La questione diventa evidentemente paradossale se si pensa che, chi sceglie un operatore telefonico, lo fa per risparmiare approfittando dell’offerta del momento. Le compagnie infatti ormai offrono proposte dove è difficile muoversi e capire l’occasione, tanto sono numerose, e quale sia quella più conveniente.
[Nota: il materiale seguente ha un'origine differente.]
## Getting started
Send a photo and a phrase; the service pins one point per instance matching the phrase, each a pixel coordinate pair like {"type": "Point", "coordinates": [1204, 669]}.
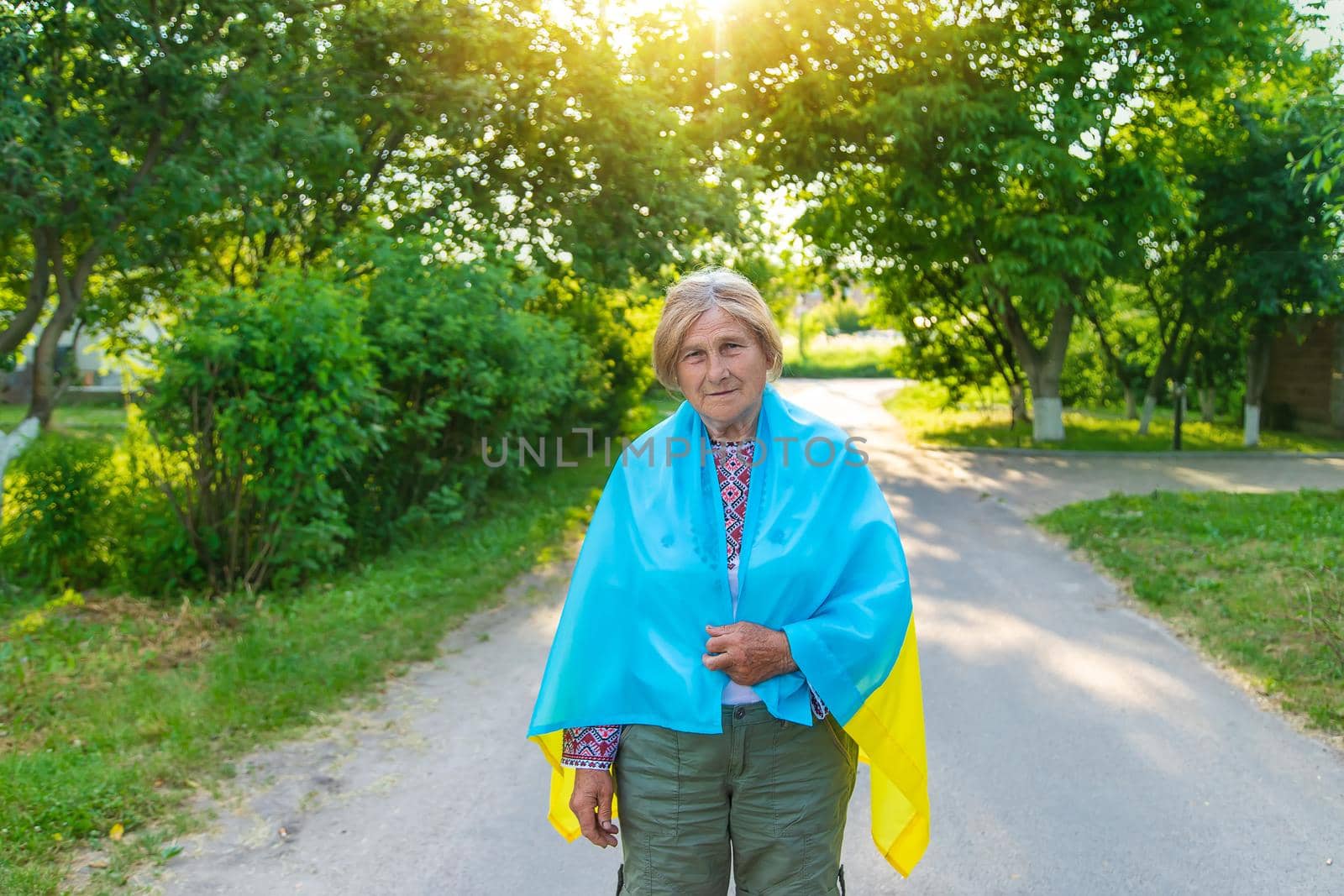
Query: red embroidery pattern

Lo fanno esclusivamente per combattere in tutti i modi la concorrenza.
La penale quindi, di fatto annullata nel 2007, è tornata a tutti gli effetti, tanto che nel 2008 l’Autorità garante nelle comunicazioni è dovuta intervenire per difendere in qualche modo i diritti dei consumatori, imponendo che gli importi ammessi fossero giustificati dagli operatori.

E’ stata questa imposizione che ha dato libero sfogo alla fantasia delle compagnie telefoniche, che hanno introdotto “nuovi” oneri per la chiusura dei contratti, soprattutto quelli che nell’offerta avevano incluso modem o smartphone.
Per fare qualche esempio, nei contratti sono state riportate espressioni come “importo di dismissione” da Fastweb, di “contributo (di) disattivazione” da Teletu e Tiscali, mentre si parla di “costi per l’attività di migrazione” per la Telecom. Per Vodafone invece si tratta di “corrispettivo recesso anticipato”.
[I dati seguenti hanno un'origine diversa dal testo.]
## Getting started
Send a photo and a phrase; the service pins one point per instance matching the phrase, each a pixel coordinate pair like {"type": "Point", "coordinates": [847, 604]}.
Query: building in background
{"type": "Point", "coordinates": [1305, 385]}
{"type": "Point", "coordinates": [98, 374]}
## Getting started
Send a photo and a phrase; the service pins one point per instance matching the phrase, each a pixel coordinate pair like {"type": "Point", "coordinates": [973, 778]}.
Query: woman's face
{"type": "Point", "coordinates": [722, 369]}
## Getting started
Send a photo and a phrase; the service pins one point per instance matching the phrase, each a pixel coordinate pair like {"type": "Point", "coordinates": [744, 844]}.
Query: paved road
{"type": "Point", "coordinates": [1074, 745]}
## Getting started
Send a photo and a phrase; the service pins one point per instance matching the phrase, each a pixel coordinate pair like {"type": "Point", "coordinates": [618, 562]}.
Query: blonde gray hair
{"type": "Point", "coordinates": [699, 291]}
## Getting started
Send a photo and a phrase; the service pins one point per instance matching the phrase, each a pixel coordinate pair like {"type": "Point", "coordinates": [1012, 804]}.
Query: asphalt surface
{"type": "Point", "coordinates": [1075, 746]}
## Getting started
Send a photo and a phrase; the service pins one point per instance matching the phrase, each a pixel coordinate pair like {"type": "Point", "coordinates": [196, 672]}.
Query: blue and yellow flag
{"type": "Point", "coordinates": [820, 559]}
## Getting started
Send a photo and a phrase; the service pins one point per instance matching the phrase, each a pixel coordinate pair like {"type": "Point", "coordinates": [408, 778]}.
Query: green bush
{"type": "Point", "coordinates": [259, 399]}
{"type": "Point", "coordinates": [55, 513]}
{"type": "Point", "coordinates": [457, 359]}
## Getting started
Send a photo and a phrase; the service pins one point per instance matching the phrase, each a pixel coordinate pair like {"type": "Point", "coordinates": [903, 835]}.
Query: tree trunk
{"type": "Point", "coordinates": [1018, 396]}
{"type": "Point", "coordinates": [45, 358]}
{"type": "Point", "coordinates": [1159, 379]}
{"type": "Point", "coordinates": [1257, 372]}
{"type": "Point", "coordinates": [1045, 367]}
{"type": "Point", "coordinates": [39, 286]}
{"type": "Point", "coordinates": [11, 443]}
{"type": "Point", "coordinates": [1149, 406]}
Come si possono difendere i consumatori

Prima di firmare qualsiasi contratto è necessario che si conoscano tutte le condizioni e anche le spese per un eventuale recesso anticipato e in vista del passaggio ad altro operatore.
Per questo è utile consultare le tariffe delle varie compagnie telefoniche elencate anche in questa lista del sito di Facile.it alla pagina www.facile.it/adsl/compagnie.html, dove si possono verificare tutte le voci del contratto prima di stipularlo e avere un’idea chiara rispetto a quello a cui si va incontro.
L’importo naturalmente dei costi di chiusura varia da gestore a gestore e molti sono decisamente cari, mentre altri di meno, infatti gli importi vanno da 30 a 100 euro. Per ogni compagnia quindi è bene verificare anche questo particolare, in modo che ci sia la massima trasparenza e ci si prepari nel caso di “abbandono” del vecchio operatore.

La procedura e i costi

Spesso la procedura per rendere effettiva la disattivazione di un contratto ed essere liberi di cambiare gestore può rivelarsi lunga e complicata. Lettere raccomandate, codici di migrazione, cambio operatore, sono le voci più ricorrenti ma bisogna sapere anche come comportarsi secondo quanto suggerisce la legge attuale.
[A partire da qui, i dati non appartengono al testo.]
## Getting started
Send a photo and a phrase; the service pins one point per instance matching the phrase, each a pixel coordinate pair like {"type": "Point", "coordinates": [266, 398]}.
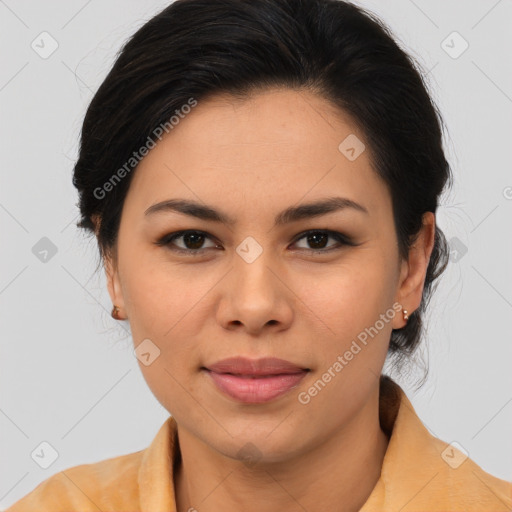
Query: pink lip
{"type": "Point", "coordinates": [256, 389]}
{"type": "Point", "coordinates": [255, 367]}
{"type": "Point", "coordinates": [255, 381]}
All’imposizione delle “penali mascherate” i consumatori hanno chiesto a gran voce di mettere mano, non solo alla Agcom che pure ha imposto che i costi fossero effettivi, ma anche alla politica per snellire anche le procedure del passaggio nel mercato libero.
Anche qui però interviene un paradosso, se si pensa che a fronte della facilità con chi si può usufruire di un’offerta, è difficile poi lasciarla, perché le compagnie aumentano sempre di più i vincoli ai quali i loro clienti sono legati, a cominciare dalla durata dell’offerta. L’Agcom insieme al MISE puntano ad accorciare la durata delle offerte (massimo 12 mesi e non più 24 o 30 mesi), e di fissare una volta per tutte dei costi chiari e fissi per l’uscita dal contratto, con il Ddl concorrenza.
In realtà si punta all’azzeramento di tali costi che nei fatti non sono dovuti, come già avviene per la chiusura dei conti corrente bancari. Per quanto riguarda la presenza del modem o di un cellulare nell’offerta, se verrà approvato il Ddl, si dovrà pagare solo l’ammontare del bene incluso.